Keeping my fingers crossed that things stay on the up and up for my six months X-rays in July. These appointments are both way too soon and too far apart I swear.
 
Bad news - I think I bruised my front tooth. It's been aching for a while, but then I bit into something extremely hot and the pain went tenfold. It's been about two weeks and the pain has let up a tad, but it's been persisting for so long I finally gave up on the anxiety of the unknown and called my dentist (took me like five tries to do so and even flipped a coin at one point) and I feel like they're getting so annoyed with me. They continually are reviewing the terms of my insurance with me and drilling me about the cause of my pain and I just have to be like "I don't know for sure why it's hurting so much!! That's why I want the appointment to see why I'm in pain! Just help me not be in pain!" and then it's either wait a week for an appointment at the office that does take my insurance or pay an extra $100 because the office that's closest to me with the most availability doesn't take my insurance.
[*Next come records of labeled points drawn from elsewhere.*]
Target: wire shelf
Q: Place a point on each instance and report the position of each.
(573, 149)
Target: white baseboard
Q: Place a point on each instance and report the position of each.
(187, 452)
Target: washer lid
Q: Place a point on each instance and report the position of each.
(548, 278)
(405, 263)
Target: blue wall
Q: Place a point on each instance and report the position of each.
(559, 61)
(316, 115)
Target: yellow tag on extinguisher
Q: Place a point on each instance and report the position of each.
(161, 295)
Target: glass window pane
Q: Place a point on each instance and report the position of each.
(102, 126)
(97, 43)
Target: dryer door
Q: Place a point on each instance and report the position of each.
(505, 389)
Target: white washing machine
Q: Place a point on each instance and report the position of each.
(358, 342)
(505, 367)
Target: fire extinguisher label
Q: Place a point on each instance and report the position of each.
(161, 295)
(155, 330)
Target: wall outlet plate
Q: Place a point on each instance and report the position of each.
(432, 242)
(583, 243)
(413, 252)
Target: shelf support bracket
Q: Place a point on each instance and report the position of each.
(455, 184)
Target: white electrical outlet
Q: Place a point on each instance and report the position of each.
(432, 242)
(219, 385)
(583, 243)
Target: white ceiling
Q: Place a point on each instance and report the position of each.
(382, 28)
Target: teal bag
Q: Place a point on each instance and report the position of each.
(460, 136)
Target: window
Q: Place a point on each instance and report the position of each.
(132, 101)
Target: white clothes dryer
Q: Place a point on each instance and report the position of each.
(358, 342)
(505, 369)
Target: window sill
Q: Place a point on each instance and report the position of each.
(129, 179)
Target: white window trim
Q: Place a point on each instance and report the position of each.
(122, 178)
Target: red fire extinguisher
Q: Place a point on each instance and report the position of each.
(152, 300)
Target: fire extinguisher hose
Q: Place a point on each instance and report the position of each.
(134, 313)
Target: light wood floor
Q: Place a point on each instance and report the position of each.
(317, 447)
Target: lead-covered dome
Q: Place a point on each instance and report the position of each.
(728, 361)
Trying to tell my parents or my friends about my hurting teeth to justify if I need to go to the dentist is a nightmare because they're literally like "Omg not your teeth AGAIN" rather than help me make a decision and it's like yes! I'm fully aware that this is annoying! I'm the one living through the pain! I haven't had a free moment of peace from my teeth since July of last year! Just please tell me everything is going to be okay!
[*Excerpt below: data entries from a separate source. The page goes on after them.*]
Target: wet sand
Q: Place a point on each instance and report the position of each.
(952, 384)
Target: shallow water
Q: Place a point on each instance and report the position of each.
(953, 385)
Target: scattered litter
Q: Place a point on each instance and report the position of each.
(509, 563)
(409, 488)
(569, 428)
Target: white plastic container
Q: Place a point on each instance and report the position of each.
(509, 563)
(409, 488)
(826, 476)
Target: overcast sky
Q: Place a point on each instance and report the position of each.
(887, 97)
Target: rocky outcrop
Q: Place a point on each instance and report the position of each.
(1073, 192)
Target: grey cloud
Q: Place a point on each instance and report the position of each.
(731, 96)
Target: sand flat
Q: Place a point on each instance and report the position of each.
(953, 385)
I just want the dentist to be nice to me and make sure I'm not going to be in pain 😭
 
I went to the dentist today and while they kind of ribbed me on seeing me again (just made a comment about "Good to see you again! We love that you take care of your teeth"), I'm so glad I went. They're always so nice and reassuring despite me being an anxious mess and I think having some of these "it's not that bad" appointments is helping relieve my anxiety.

The good news too is that it's only a bruised tooth with some more irritated gums from burning them on the hot food. I was really fearing a root canal when I have a couple family events coming up. They were able to give me a very do-able treatment plan and now it's just the waiting game for healing.